Upon implementation of the spend orchestration, there will be one fiasco, hardship, and falling out after another as you realize the platform doesn’t do anything if you don’t have core Procurement platforms for sourcing, supplier management, analytics, contract management, procurement, and invoice management/accounts payable … otherwise, it’s just intake to nowhere and orchestrating faster push and pull from your incomplete, outdated ERP/MRP. Also, without good platforms in place, it will just make it easier for the stakeholders to admonish you on a daily basis when your Procurement process doesn’t actually pick up the pace or perform more preferably. And you will be more jealous of your peers that skipped the orchestration platform and went straight for the S2P or P2P platform that actually solves some of your Procurement problems.

Now, eventually you will acquire the missing pieces (or these orchestration platforms will build basic functionality) and you will kiss and make up at a big fat Procurement Wedding like ISM or DPW, where they invite you on an all expenses paid trip to participate in their prestigious Power Procurement panel, but it will be a very rocky road on the way.

Our suggestion is that if a company comes knocking with “spend orchestration“, you tell them thanks and no thanks and save the comedy hijinks for the big screen. If you do need orchestration — which you won’t know for sure until after you’ve consolidated your applications, determined which are not easy to direct connect (due to a lack of [Open] APIs), which don’t allow easy access across the organization, and where orchestration might actually help — you want to get that orchestration from a company that has grown up, not one just starting it’s teenage high-school journey!

Orchestration Won’t Solve a Reckless Runaway SaaS Proliferation Problem!

In a recent LinkedIn Post, THE REVELATOR asked Why you need an Internal and External Metaprise Strategy for optimal Intake and Orchestration capability? and noted that:

  • Most large enterprises use between 10-25 procurement software platforms, with some complex organizations exceeding 25. Just for Procurement!
  • A 2022 study by Forrester Consulting found that large enterprises use an average of 367 software applications and systems.
  • A 2023 report by Zylo found that large organizations deploy an average of 660 Software as a Service (SaaS) applications.
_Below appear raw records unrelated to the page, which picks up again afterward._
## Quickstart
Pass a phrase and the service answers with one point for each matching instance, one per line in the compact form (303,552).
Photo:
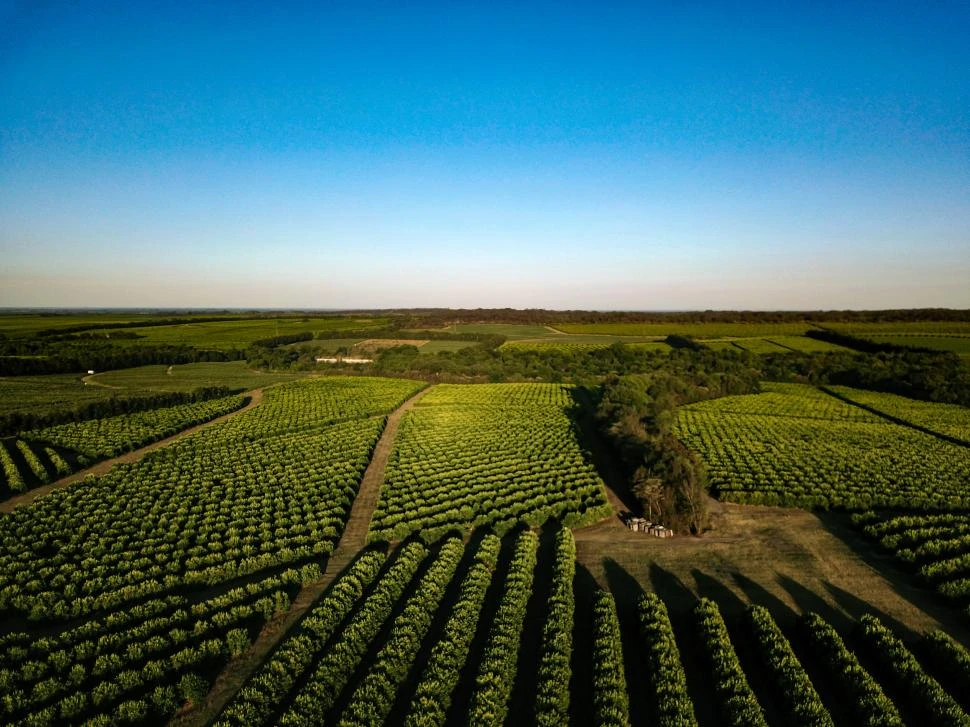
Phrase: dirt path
(789,560)
(240,668)
(89,381)
(255,398)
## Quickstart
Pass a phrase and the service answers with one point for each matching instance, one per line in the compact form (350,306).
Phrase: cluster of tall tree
(636,414)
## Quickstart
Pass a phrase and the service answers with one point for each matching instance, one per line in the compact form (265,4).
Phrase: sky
(602,155)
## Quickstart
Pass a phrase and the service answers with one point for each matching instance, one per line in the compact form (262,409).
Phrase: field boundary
(352,540)
(104,466)
(896,420)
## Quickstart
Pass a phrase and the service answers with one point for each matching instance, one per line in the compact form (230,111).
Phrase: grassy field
(913,328)
(509,330)
(468,455)
(44,394)
(442,346)
(695,330)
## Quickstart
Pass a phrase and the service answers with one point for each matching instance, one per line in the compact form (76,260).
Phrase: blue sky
(561,155)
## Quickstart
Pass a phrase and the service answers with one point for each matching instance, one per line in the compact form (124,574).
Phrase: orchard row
(469,456)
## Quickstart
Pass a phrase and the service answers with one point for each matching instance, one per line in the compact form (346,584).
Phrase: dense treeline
(636,415)
(38,356)
(862,344)
(447,316)
(282,340)
(15,422)
(134,324)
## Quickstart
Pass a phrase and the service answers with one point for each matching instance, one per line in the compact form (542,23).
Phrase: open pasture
(511,331)
(694,330)
(791,446)
(569,344)
(185,377)
(469,455)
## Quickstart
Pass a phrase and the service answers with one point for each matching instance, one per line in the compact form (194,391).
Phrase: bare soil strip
(255,398)
(240,668)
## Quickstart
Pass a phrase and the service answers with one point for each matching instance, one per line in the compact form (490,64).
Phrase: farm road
(255,399)
(240,668)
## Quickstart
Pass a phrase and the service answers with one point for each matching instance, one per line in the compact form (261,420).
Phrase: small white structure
(338,359)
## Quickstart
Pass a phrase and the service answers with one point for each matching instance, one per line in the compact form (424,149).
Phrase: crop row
(472,456)
(611,705)
(858,690)
(405,636)
(667,678)
(372,700)
(776,456)
(497,668)
(107,672)
(738,705)
(96,439)
(904,674)
(220,504)
(935,546)
(552,697)
(949,419)
(802,703)
(257,702)
(339,662)
(432,697)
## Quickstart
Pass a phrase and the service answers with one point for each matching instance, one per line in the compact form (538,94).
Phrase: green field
(936,545)
(227,335)
(567,344)
(947,419)
(956,344)
(46,394)
(759,345)
(102,438)
(469,455)
(796,445)
(185,377)
(444,346)
(695,330)
(20,325)
(912,328)
(509,330)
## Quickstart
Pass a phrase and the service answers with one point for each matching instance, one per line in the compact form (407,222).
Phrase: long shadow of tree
(595,448)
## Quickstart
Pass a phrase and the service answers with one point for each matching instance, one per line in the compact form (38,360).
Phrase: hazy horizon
(562,156)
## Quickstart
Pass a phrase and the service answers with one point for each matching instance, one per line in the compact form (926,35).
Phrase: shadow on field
(808,600)
(760,596)
(405,694)
(903,583)
(627,592)
(596,451)
(727,600)
(581,683)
Moreover, the doctor has seen stats:

  • as high as 87 individual SaaS products in a single department in larger orgs
  • exceeding 40 for Marketing or Sales … when you can’t find more than a half dozen apps that actually do something significantly different

All the doctor can say to this is that if the number of platforms you are using numbers is in the three digits, you don’t need orchestration, you need consolidation!
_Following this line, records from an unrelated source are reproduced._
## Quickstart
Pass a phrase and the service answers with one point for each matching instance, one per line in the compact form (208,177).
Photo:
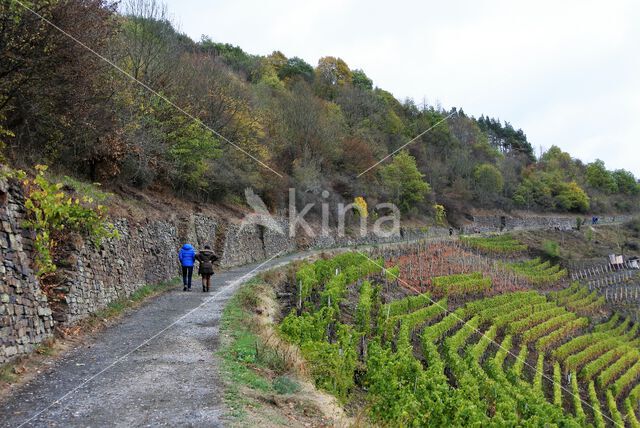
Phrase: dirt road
(156,367)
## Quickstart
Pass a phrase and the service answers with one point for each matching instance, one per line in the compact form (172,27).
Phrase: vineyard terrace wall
(145,253)
(497,223)
(25,317)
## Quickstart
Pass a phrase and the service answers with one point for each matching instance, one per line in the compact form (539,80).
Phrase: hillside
(470,332)
(265,122)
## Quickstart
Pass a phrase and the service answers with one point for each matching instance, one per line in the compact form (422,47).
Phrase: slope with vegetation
(517,358)
(318,127)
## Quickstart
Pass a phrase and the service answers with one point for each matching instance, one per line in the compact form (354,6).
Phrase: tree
(572,198)
(361,80)
(626,182)
(488,182)
(599,178)
(330,73)
(296,68)
(404,182)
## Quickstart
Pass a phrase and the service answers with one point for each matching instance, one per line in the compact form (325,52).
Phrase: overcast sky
(566,72)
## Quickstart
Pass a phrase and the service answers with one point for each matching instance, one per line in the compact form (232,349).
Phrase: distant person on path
(187,258)
(206,258)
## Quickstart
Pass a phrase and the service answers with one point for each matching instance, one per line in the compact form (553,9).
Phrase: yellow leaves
(361,204)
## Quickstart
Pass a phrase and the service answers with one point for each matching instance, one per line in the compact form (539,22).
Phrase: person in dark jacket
(187,256)
(206,258)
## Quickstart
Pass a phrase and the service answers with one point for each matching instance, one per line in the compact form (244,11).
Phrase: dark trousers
(187,274)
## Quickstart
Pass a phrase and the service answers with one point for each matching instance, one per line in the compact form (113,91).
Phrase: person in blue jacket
(187,258)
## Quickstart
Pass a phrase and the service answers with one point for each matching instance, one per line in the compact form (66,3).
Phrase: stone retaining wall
(146,253)
(25,317)
(496,223)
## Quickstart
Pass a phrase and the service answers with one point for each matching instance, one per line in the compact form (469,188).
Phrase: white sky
(566,72)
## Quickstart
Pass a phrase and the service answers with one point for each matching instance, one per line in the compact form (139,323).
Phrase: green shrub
(52,214)
(285,385)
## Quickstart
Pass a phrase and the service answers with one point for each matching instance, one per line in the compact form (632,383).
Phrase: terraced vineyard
(538,272)
(502,244)
(517,358)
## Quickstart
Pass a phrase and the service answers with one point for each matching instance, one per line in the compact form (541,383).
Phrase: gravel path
(156,367)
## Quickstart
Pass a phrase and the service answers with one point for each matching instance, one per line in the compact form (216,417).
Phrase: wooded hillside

For example, Marketing and Sales is all lead generation/management and customer prediction/funnel/CRM. With no coherent strategy (beyond maybe SalesForce for CRM), every employee or team will purchase their own set of Apps and the organization will have 5 to 10 apps that more or less do the same thing with 90% overlap. And similar situations abound throughout the organization.

So yes, these organizations need a strategy, and that strategy should be to centralize app decision and management in each department to prevent unnecessary app sprawl. After all, each app you orchestrate costs you even more money than the app subscription cost (as the orchestration app will charge you based on the number of integrations, and how many of those it supports out of the box), which ends up ballooning your overspend to integrate apps you shouldn’t be using in the first place.

Which means that the first thing these organizations need is a SaaS App Optimization platform that can crawl their SaaS purchase and usage data, identify what’s used, identify more-or-less duplicate apps, and identify which app should be consolidated upon based on usage. This will not only reduce costs by over 30% once the unnecessary apps can be dropped (at the end of the current license or payment cycle), but increase productivity (as [cross functional] teams work in the same app ecosystem).

Moreover, this is just the tip of the overspend iceberg. Once the first round of consolidation is done, these organizations need to tackle SKU sprawl in their enterprise platforms, and their ERP, Cloud Host, and Back-Office Systems in particular where the common vendor strategy is to offer “bigger discounts” when the client purchases packages that contain modules they don’t need or more seats than they will actually use, which, even with the bigger discount percentage off of list price, are still designed to cost the organization more than they should be spending. To do this, they will need to use a vendor, like Green Cabbage that we recently reviewed, that are experts in enterprise software system purchases and know how to unbundle these consolidations and get you insight into market pricing on a SKU basis for hard-nosed fact-based negotiations.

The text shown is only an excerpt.